The dispute resolution process is not going to be policed by HMRC and is going to be client-led. While the end-client will take on liability for PAYE and NICs if it does not respond to within 45 days of the challenge to the status determination being made, there is no obligation on the end-client to change the status determination.
Therefore, it is very important that agencies work with contractors and end-clients in order to ensure the dispute resolution process is as smooth as possible in order to avoid any disputes and to maintain business relationships. This would be best done by liaising with end-clients and contractors in the status determination being made so all parties understand and agree with it, and by working with the end-client in creating a dispute resolution process which is fair to the contractor.
Practical Steps Recruiters Should Follow
The new rules require a lot of cooperation and work between all parties in the contractual chain. Below we set out a non-exhaustive list of some practical steps that recruitment agencies may wish to consider in order to prepare for the changes to the off payroll working rules. This list should be considered against factors like your agency's size, the number of contractors you have, what steps your end-clients are taking, and your commercial priorities and budgets.
- Make sure your standard terms of business have been updated to incorporate the changes and set out appropriate obligations on the end-client.
- If you are going to contract with other agencies and not directly with end-clients, then ensure that the contract contains clauses that place stricter obligations on the agency you are contracting with in relation to passing information, establishing a dispute resolution process, and so on, or that the contract contains clauses that are required to be mirrored in the other agency's contract with the end-client.

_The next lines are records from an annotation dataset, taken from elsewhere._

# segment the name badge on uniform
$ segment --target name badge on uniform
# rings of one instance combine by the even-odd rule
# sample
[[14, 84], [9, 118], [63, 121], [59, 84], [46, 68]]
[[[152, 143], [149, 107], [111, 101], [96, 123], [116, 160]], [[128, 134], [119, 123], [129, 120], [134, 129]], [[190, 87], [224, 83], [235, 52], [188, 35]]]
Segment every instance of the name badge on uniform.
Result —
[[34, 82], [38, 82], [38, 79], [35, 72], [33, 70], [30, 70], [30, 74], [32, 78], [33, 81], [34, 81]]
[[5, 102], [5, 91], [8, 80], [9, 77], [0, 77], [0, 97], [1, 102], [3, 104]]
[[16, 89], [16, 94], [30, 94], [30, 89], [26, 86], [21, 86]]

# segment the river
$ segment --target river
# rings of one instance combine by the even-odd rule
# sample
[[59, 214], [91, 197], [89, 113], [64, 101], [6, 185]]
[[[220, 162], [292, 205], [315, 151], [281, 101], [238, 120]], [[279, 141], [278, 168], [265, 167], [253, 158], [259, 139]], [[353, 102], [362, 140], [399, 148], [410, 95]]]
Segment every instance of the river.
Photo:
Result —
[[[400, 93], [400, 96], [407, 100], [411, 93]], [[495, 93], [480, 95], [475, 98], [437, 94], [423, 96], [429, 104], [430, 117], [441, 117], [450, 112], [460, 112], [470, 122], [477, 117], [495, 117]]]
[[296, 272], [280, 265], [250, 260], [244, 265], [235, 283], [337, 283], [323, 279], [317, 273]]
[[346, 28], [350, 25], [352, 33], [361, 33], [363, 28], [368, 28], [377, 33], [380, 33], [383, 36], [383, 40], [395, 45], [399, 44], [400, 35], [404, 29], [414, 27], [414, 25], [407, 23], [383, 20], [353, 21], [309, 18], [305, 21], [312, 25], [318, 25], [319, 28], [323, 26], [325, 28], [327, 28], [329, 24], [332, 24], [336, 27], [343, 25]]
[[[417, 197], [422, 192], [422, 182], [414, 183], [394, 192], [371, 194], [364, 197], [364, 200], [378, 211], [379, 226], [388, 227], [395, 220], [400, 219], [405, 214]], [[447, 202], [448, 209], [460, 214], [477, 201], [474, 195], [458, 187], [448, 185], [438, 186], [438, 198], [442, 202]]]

- Liaise with end-clients to see what processes they have established and work with them, for example, in setting up a dispute resolution process.
- Liaise with contractors who have contracts that will be ongoing after 6th April 2021 to establish working practices, as well as to check (and amend if necessary) contractual terms so that you can minimise the risk of an inside IR35 determination.

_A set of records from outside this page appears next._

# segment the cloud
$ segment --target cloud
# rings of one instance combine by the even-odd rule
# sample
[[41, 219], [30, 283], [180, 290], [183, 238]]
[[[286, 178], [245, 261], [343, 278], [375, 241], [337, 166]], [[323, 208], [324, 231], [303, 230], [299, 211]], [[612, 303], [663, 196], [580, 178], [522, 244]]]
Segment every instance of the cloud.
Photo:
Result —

- Familiarise yourself with HMRC's guidance and ESM's and incorporate their suggestions into your agency's contract and working practices.

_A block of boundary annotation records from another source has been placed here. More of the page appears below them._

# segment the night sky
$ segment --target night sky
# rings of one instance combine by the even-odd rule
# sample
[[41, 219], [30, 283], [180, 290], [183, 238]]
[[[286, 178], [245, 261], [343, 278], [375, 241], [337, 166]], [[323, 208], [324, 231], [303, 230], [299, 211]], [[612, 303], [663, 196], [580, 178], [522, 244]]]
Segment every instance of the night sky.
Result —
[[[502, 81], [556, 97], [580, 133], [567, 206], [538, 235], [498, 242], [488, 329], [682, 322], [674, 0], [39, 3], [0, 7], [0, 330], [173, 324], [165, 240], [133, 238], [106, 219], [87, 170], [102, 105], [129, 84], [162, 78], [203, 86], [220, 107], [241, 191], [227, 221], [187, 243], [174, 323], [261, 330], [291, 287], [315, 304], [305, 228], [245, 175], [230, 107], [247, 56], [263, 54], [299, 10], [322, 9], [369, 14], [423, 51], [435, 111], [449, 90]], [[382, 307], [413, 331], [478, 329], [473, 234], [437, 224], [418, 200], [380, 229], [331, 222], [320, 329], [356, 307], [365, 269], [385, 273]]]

- Review current HR and other processes and procedures for onboarding contractors, in order to incorporate an assessment of IR35.
- Ensure that you have a process to feed back to contractors and inform them of their status and of their right to an appeal, as well as what the status determination will mean for their pay.
Agencies Must Act NOW
While many recruiters have been affected by the COVID-19 pandemic and will be focussed on recovering from its implications, it is important for agencies to start preparing now in order to avoid a cliff-edge situation similar to the one that took place when the public sector changes came in in 2017.
Agencies and end-clients should start to set aside time to familiarise themselves with the changes and start preparing contracts, as well as building relationships with clients and contractors. Ideally, there should be a process in place by September 2020 so that all parties in the chain are prepared to be compliant from the 6th April 2021.
All parties should consider whether they should take out insurance to protect themselves, especially given the wide transfer of liability provisions set out within the Bill, which allow HMRC to recover PAYE and NIC's from another party in the contractual chain where “there is no realistic prospect of recovering [the payment] … within a reasonable time”.